The Other Senator Clinton?
If Hillary Rodham Clinton wins the presidency, some top Democrats would like to see her husband, former President Bill Clinton, appointed to serve out Hillary’s unexpired Senate term.
“As a senator, he’d be a knockout,” said Harold Ickes, who was once a top White House aide to Bill Clinton and now gives behind-the-scenes advice to Hillary. “He knows issues, he loves public policy and he’s a good politician.”
Some Democrats and political analysts say Bill Clinton would thrive in the world’s greatest deliberative body, much like Lyndon Johnson did before he became president.
“President Clinton would excel in the Senate,” said Paul Begala, who helped Bill Clinton get elected and served in the White House as a top aide.
“Why not?” Begala added. “He excelled as attorney general and governor of Arkansas, he excelled as president and he’s been a model of the modern Senate spouse.”
Larry Sabato, director of the Center for Politics at the University of Virginia, agreed.
“Clinton is a natural for the Senate,” Sabato said. “He loves to talk and schmooze. He could be a great vote-organizer. Majority Leader Clinton?”
Such a scenario is not beyond the realm of possibility now that the governor’s mansion in New York is occupied by a Democrat, Eliot Spitzer, who succeeded Republican Gov. George Pataki last month. If Hillary Clinton wins the White House, Spitzer would likely appoint a fellow Democrat to take over her Senate seat.
So far, speculation about potential successors has focused on New York Attorney General Andrew Cuomo and environmental lawyer Robert F. Kennedy Jr., whose father once held the same Senate seat.
But Spitzer could just as easily appoint Bill Clinton, who, under New York law, would fill his wife’s Senate seat through 2010. A special election would then be held, and the winner would serve the final two years of her term, which expires in 2012.
Although Ickes would love to see Bill Clinton in the Senate, he considers the scenario a long shot.
“I think there’d be a real call on [Spitzer] to appoint a black senator,” Ickes said. “I think there’d be a real call on him to appoint a Hispanic senator.”
Bill Clinton, who was once dubbed America’s “first black president” by author Toni Morrison, would not be the first former president to serve in Congress.
No matter how many times I read that ‘first black president’ line, it still brings out a chuckle. What a moronic statement.
This whole thing is pretty laughable, too: just look who Bill Sammon interviewed for his article: Ickes? Begala? That’s like seeking out Barney on Bush’s popularity right after mealtime…

Clintons, Bushes, Kennedys, bah! The term limits I would vote for would be those that limit the number of years a particular family could hold office.
What an idiotic article. Bill Clinton would never accept any other elected office, having already occupied the highest in the land.

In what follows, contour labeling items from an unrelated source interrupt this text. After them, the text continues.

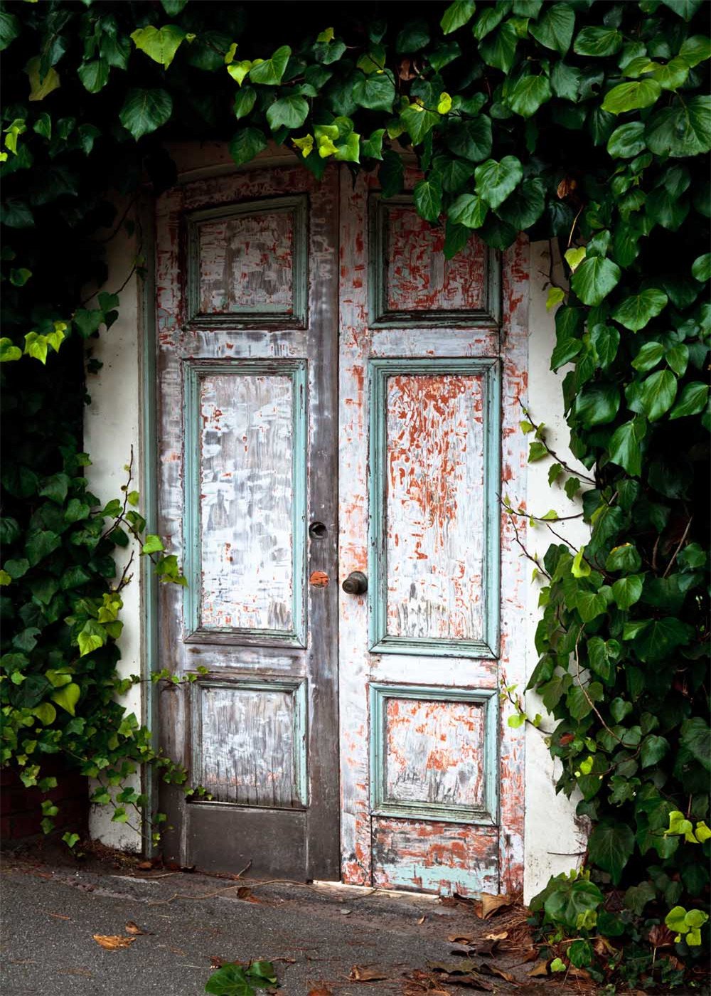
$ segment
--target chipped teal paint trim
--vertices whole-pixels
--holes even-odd
[[[293,630],[210,627],[201,625],[202,596],[200,555],[200,380],[210,374],[234,376],[288,375],[293,384],[292,407],[292,619]],[[306,360],[208,360],[185,361],[184,376],[184,574],[183,626],[185,641],[232,642],[239,635],[247,645],[306,647],[306,532],[308,372]]]
[[[307,711],[307,679],[295,678],[294,680],[283,679],[273,681],[269,678],[247,678],[235,681],[213,681],[196,680],[190,686],[190,729],[192,730],[192,771],[202,772],[202,756],[200,744],[202,743],[202,723],[200,719],[200,693],[203,688],[232,688],[239,691],[286,691],[290,692],[294,700],[294,770],[293,770],[293,790],[294,799],[298,807],[304,809],[309,805],[309,771],[307,762],[307,735],[308,735],[308,711]],[[197,778],[199,784],[200,778]],[[196,800],[193,805],[216,805],[216,806],[236,806],[242,809],[287,809],[281,806],[257,807],[254,803],[229,803],[220,800]],[[295,809],[298,807],[291,807]]]
[[[389,887],[394,885],[402,889],[416,889],[418,892],[437,892],[439,895],[451,895],[462,889],[466,889],[468,896],[499,891],[499,872],[495,864],[465,870],[448,868],[446,865],[428,867],[403,862],[401,865],[386,865],[383,870]]]
[[[476,702],[484,713],[484,799],[483,809],[445,806],[441,803],[402,803],[387,799],[385,699],[409,698],[426,702]],[[439,820],[444,823],[471,823],[497,826],[499,823],[499,695],[495,688],[436,688],[432,685],[384,684],[370,682],[370,809],[372,816]]]
[[[265,213],[288,213],[294,217],[294,242],[292,254],[292,311],[280,305],[263,304],[244,308],[229,314],[206,315],[199,310],[200,301],[200,224],[220,221],[223,218],[249,217]],[[193,211],[187,216],[187,313],[188,322],[198,326],[279,325],[280,328],[306,328],[309,308],[309,198],[307,194],[295,197],[265,197],[264,200],[246,201],[229,207],[212,207]]]
[[[387,633],[387,557],[385,498],[387,459],[387,378],[398,374],[474,374],[484,379],[484,543],[483,632],[481,639],[436,639],[391,636]],[[494,358],[466,360],[370,360],[370,519],[368,525],[369,642],[372,653],[420,656],[499,656],[501,527],[501,366]]]
[[[462,328],[490,329],[501,322],[501,256],[495,249],[482,245],[485,253],[484,307],[472,309],[428,309],[422,311],[391,311],[387,307],[387,209],[414,206],[411,194],[384,198],[371,193],[368,199],[368,325],[371,329]]]
[[[140,497],[146,533],[157,533],[158,521],[158,423],[155,374],[155,230],[154,203],[142,201],[139,206],[143,230],[143,245],[147,256],[145,277],[140,296],[141,314],[138,321],[140,336]],[[150,675],[158,669],[158,580],[149,557],[140,562],[141,590],[141,675],[145,693],[142,696],[141,721],[151,731],[153,750],[159,746],[158,703],[156,686]],[[143,854],[155,854],[152,841],[150,814],[158,808],[158,779],[152,765],[141,770],[143,795],[149,800],[141,824]]]

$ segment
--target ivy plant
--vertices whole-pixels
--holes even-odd
[[[614,978],[624,943],[646,988],[676,984],[708,943],[709,9],[411,13],[292,5],[274,23],[268,5],[196,0],[2,5],[3,760],[45,788],[57,752],[110,786],[143,761],[186,777],[116,699],[116,548],[140,537],[161,578],[181,578],[130,492],[106,502],[83,475],[91,345],[120,306],[96,232],[135,225],[144,186],[174,182],[170,139],[226,141],[238,165],[274,141],[317,177],[331,162],[374,171],[384,196],[402,189],[405,148],[447,256],[474,237],[504,251],[525,231],[565,259],[551,367],[586,474],[525,412],[522,431],[591,535],[581,548],[554,536],[535,565],[530,688],[552,717],[532,722],[558,787],[579,794],[592,833],[584,876],[553,879],[538,906],[552,944],[577,931],[556,969]],[[554,531],[556,518],[532,521]]]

And the speculation is pointing towards a Cuomo and a Kennedy? Surely New York has more than two families interested in politics.
Think about who else Spitzer could appoint. I’ll take a skirt-chaser with no principles over a left-winger with bad ones any day of the week.
Nice research for this article… John Q. Adams serve in the House after he left the presidency. But we should revere the superior reporting of the MSM right?